ややあってイアンはそのことに関して口を開いた。
「近衛隊宿舎に仕掛けられた呪いやカーストン邸で使用されたと思しきカプリアについては分析困難との判定が出ておりますが、過日、姫さまより『特定にまでは至らないものの、西国の魔法陣に特徴的な図形が見られる』とのお言葉をいただきました」
「西国……」
国王がわずかに眉をひそめた。西の国境線は平和なこの国において唯一小競り合いの多い緊張地帯であり、国家体制の違いから長年揉め続けてきた。
ここ数年は落ち着いているがいつまた衝突が起きるかわからない。ユグノール山というこの列島随一の高峰が東西を隔てているため全面衝突を免れているというのが実情だ。
「それはありがたくない話だな」
「西といってもインガルからトラムまで多うございますから」
ユグノールが大きな障壁であるがゆえか、列島の文化はそこを境に様相が異なる。国情の違いもあって人々の行き来もそれほど盛んではない。海を伝って往来できる南側の諸国とは交易も盛んだが、陸路しかない地域には国交のない小国も数多い。
「そうだな、一応頭の隅にとどめておこう。他には?」
「それともう一つ。先日キサラギ館にて話をした際、アオイどのから出た意見ですが、近衛隊に小規模な魔法士の集まりが作れればと考えているとのことです。これはクーリア姫さまも同意見とうかがいました」
「魔法士の? しかしそれならすでに」
「既存の魔法士ではなく、今後は悪意ある魔法や呪術に対応できる人材が必要になると。私もその見方に同意します、正直、あの炎の蛇のような化け物が出てきたら剣や弓では打つ手がありません」
「つまり魔法士だけの部隊というわけか」
「部隊と言うよりクーリア姫専属の魔法士集団という位置づけのようです。近衛隊にも王宮にも魔法士は多数おりますが、彼らはいわば常識人であり、此度のように奇怪な術を振るい戦闘にいたる敵の存在など考えもしていません。そうした危機感がないのです。ゆえに姫さまの手となり足となって自らも自由に動けるような集団が欲しいと」
ふむ、と国王は思案する顔になった。イアンの話は彼にある者を連想させたのだ。すなわち——。

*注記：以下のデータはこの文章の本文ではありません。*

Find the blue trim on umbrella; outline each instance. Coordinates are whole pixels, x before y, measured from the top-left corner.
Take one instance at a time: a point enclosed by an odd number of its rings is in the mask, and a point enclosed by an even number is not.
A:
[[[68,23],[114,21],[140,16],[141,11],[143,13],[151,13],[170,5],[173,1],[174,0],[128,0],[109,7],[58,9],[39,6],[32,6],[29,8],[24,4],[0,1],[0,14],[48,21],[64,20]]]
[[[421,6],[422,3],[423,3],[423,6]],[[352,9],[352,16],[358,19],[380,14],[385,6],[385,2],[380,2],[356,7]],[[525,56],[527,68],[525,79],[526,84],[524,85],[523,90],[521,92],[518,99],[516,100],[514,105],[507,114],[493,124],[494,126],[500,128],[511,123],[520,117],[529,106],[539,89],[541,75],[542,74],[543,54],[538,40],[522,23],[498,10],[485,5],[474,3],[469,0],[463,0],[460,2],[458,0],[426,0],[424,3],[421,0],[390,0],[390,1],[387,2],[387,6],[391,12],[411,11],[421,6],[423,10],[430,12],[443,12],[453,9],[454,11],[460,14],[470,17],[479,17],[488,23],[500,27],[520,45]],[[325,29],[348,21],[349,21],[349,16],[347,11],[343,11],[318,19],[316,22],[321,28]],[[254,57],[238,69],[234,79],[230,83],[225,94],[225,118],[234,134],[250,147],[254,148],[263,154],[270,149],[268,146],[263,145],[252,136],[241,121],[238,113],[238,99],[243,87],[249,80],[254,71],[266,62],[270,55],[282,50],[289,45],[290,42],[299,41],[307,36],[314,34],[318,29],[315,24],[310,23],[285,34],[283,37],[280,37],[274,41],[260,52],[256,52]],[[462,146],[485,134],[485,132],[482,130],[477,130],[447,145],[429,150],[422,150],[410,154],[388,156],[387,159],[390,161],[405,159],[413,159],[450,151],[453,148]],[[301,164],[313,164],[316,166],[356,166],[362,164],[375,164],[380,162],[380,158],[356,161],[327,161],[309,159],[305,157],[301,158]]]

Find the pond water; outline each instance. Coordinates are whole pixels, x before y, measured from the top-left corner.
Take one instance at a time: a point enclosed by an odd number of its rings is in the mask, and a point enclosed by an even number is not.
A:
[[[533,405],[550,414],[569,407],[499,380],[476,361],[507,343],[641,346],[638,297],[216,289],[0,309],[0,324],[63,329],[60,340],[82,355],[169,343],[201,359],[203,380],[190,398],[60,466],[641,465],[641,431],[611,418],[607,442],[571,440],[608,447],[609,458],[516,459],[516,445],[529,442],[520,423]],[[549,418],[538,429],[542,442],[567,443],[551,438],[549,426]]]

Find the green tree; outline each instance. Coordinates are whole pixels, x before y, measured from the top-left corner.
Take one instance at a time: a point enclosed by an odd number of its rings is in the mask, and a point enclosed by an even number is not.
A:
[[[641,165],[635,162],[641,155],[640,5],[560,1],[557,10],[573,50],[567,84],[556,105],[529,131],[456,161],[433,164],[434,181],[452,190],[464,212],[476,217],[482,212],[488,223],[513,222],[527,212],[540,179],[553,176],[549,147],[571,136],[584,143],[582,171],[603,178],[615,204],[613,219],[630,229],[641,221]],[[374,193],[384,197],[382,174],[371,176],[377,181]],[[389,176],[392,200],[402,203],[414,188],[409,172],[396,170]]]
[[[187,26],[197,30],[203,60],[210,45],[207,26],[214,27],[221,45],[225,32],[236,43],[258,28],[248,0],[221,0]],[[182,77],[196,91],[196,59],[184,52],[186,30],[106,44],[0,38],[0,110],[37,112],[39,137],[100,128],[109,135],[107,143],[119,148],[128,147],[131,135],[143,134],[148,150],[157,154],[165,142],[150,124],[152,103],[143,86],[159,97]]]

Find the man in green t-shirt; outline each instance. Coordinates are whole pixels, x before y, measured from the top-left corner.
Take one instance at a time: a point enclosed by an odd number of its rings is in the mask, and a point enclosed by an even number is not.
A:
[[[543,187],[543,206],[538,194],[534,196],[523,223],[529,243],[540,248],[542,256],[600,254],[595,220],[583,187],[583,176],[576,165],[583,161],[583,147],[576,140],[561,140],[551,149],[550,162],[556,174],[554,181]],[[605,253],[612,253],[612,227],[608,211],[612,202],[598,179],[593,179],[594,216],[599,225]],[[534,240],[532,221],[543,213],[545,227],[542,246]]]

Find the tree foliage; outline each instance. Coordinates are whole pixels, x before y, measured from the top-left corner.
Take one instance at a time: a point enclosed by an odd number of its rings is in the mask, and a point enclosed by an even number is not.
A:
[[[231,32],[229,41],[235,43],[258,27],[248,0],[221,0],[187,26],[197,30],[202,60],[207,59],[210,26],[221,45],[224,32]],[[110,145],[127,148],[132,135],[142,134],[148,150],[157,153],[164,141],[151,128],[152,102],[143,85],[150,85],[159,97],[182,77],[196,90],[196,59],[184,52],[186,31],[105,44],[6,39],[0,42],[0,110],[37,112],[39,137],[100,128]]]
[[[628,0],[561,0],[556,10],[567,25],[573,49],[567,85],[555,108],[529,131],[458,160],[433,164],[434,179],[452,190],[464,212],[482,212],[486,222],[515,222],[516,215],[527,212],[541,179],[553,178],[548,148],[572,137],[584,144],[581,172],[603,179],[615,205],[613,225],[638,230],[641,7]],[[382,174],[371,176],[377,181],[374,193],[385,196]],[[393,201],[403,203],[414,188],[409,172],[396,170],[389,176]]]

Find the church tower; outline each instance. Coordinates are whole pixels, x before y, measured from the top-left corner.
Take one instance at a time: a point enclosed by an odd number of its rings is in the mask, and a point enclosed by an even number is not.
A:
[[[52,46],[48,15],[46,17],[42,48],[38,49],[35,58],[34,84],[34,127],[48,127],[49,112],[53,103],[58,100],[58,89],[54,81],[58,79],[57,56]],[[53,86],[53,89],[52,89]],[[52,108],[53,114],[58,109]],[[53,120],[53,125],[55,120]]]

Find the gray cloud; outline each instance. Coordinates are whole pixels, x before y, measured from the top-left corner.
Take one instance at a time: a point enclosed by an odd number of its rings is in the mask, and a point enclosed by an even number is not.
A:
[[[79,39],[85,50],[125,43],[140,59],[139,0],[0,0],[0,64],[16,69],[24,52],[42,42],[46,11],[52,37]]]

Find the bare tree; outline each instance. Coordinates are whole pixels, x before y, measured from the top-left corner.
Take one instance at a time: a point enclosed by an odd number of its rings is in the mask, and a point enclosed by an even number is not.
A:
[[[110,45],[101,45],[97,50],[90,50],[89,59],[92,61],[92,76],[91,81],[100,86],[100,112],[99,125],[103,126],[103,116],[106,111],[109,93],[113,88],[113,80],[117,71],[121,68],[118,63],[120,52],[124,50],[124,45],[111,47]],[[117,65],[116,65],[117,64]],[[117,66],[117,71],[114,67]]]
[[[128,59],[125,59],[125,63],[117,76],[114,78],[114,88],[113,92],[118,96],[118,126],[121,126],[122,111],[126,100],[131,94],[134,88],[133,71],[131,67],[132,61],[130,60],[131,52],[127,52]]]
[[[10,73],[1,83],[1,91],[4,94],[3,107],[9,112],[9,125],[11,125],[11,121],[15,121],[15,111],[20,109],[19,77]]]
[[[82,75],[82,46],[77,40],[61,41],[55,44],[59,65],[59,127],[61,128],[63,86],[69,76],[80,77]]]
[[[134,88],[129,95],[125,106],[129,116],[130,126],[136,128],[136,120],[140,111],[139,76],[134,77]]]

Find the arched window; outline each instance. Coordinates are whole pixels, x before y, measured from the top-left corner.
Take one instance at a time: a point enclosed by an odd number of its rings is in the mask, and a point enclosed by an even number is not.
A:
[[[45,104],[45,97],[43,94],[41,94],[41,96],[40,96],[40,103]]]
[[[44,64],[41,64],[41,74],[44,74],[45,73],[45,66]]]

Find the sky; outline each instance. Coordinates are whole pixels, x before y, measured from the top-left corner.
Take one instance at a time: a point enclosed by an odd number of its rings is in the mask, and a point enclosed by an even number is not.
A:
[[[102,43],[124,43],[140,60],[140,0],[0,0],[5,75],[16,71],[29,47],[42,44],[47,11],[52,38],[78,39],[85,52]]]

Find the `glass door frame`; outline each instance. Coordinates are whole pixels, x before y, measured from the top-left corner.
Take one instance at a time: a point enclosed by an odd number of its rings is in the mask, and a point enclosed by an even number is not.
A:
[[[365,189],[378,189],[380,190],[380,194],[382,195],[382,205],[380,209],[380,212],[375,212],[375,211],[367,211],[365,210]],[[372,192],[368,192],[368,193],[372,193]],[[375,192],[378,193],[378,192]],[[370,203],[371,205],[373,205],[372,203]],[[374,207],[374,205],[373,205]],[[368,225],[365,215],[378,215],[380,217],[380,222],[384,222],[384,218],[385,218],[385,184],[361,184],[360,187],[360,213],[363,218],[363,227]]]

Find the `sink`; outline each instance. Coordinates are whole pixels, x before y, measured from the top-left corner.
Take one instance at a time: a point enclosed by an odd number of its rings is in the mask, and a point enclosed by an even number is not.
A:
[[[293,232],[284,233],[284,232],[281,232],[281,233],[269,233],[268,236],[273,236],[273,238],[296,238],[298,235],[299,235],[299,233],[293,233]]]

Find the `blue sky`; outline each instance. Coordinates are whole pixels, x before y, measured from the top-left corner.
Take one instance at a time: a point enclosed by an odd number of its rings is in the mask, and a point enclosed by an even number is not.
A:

「それは……近衛隊における四大騎士のあり方を思わせるな」
「おっしゃるとおりかと」
「四大騎士と……四大魔法士か」
「はい、今後は武力においては近衛隊と四大騎士、魔法や呪術に対しては姫さまの魔法士集団、その両輪が力を合わせることが必要になろう,という話でした」
「ううむ、そこまで考えているのか、あの娘は。これはとうてい凡人の発想ではないぞ」
「確かに。今のところそうした構想を理解し共有できるのは姫さまだけでしょう。まずは人材捜しから始めないといけない。そう申しておりました」
国王は深く考えに沈み、イアンはあの魔法士の娘の言葉を思い返していた。魔法は個人の才能によるところが大きく、地道に探し出さねばならないだろう。既存の魔法の固定観念にとらわれない才能が欲しい——アオイ・キサラギはそう言っていた。そしてまたこうも。
「クーリアのための戦力として彼女専属の魔法士集団を作ってあげたいの」
そしてこう続けたのだ。
「彼女はいずれ戦場へ出ていくことになるから」
そう告げた時のあの娘の瞳は忘れられない。経験豊かな一隊の長であるイアンが気圧されるほど深い光がきらめいていたのだ。彼は天啓を下す神々の意志をそこに見た気がしてぞくりとした。
あの娘はいったい何者なのだろう。